Wednesday, February 16, 2011

Molly: Our Warrior From Heaven

This is Molly. And this is HER story.

Molly was born a wonderful healthy baby girl. Nothing abnormal, just joy and happiness. Her big sisters were so excited to hold her and the whole family welcomed her with open arms.
(Grandma holding Molly)

About 3 months after she was born she started having problems digesting my breast milk. We switched back and forth between Soy and Milk formula but Milk seemed to go right through here. The Soy would sometimes clog her up and so we had a roller coaster of a time trying to find out how best to feed her. She gained weight and was a big chubby baby. Until she turned a year.
She started to develop later than my other kids. She didn't have a normal crawl. She would swing her legs around and looked like a monkey. Although I knew she could walk if she wanted to, she refrained until she was about 18 months old.

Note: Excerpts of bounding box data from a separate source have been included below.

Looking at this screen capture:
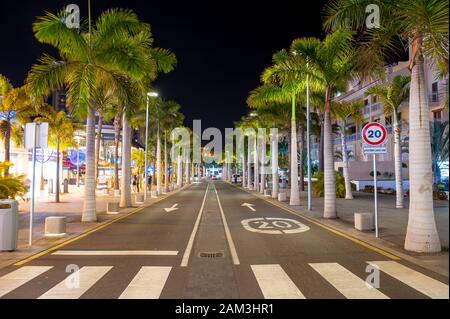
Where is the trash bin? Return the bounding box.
[63,178,69,194]
[0,200,19,251]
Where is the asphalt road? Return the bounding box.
[0,181,448,299]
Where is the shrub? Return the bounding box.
[312,172,348,198]
[0,163,28,199]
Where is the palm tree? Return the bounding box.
[0,74,36,171]
[34,106,76,203]
[366,75,411,208]
[332,100,363,199]
[291,28,356,218]
[27,9,150,222]
[325,0,449,253]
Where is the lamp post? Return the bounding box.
[144,92,159,201]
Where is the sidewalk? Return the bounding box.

We had people telling us that she was looking really thin. Both of my other girls had thinned out when they started getting mobile and I didn't think too much on it. Deep down I WAS starting to worry.
At her 18 month check up we discovered that she was having "failure to thrive". She had only gained 1 lb over the course of 6 months and her head circumference was stagnant. Her PCP decided to take an array of tests. By inspiration he decided to go the extra mile and have a urine sample taken as well. We usually hear back from our Dr. at the end of the day when his appointments are done. My heart skipped a beat when he called that same day around 3pm. I remember hearing "I wish I had better news". He told me that her urine had come back with sugar in it, the lab automatically ran an A1C on her blood work and she was in the 400's and at an 8. They suspected that Molly had diabetes. Before I knew it I was being instructed on how to get Molly up to Primary Children's in Salt Lake City. My life was turned into a blur as I tried to find babysitters, pack and call the family. My husband had just started a new job and had to remain at home so I started on the journey alone. We had a false alarm with one of our other daughters before and so I was trying not to panic.

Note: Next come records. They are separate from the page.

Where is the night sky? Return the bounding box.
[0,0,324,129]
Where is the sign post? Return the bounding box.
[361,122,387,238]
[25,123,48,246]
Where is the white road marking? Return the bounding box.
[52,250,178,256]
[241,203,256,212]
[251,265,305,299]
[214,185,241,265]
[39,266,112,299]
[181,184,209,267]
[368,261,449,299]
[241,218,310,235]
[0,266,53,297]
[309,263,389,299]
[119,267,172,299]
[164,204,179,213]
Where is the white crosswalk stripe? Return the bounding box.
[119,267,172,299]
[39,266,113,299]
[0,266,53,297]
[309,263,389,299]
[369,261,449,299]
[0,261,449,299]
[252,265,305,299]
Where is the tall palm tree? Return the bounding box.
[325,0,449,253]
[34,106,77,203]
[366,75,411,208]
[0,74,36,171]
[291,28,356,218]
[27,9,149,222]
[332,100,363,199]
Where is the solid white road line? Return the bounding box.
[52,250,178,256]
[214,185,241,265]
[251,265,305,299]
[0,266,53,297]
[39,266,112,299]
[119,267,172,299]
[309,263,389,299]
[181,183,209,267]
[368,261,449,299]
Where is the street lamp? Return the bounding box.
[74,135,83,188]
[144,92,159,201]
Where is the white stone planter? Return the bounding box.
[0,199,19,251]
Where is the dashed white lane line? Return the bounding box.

I pulled into the E.R. at about midnight. My Dad had come with me in order to show me the way to the hospital. There was a lot of miscommunication that night. I don't blame Primary Children's because they have been truely wonderful. But in order to fully comprehend the situation for me I must explain. The ER staff called the endocrinologist on call. She told them to make sure to take another BG (Blood Glucose) on her. It ended up coming back normal and they sent us home. I was a mess! I was calling everyone to tell them it was a false alarm! I called our PCP and he was out of the office. Thank goodness we live in a small town. After my husband heard the panic that I was in he called the Doctor at home. Our Dr. was in shock and called the endocrinologist. Apparently the ER did not have permission to release us, they were supposed to call her back with the results. I ended up checking into a room that afternoon with Molly and our brand new baby, Bethany.

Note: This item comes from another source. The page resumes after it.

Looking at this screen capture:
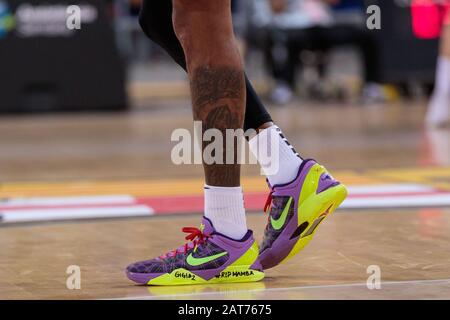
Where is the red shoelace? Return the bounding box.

I got settled in and they told me that my husband had to be there to receive instruction so he started the 3 hr drive to Salt Lake. Meanwhile I am talking to Doctors and students and getting an array of answers. Molly has diabetes, no she doesn't, she might have celiac, she definitely has diabetes..... we think. What it came down to was this: we caught her diabetes earlier than most people do. She wasn't so sick that she had to be put on an IV. She actually only needed 3 shots total while we were there. The nurses didn't know what to do with us because we needed a-typical instruction. In the meantime Molly ended up with the best endocrinologist out there and the best digestive doctor as well! We felt so very blessed to have had both of them on call that day. They ended up running a bunch of tests to figure out what was going on with her digestive tract as well. She had very inconclusive answers. 3 days after arriving we were sent home to figure things out.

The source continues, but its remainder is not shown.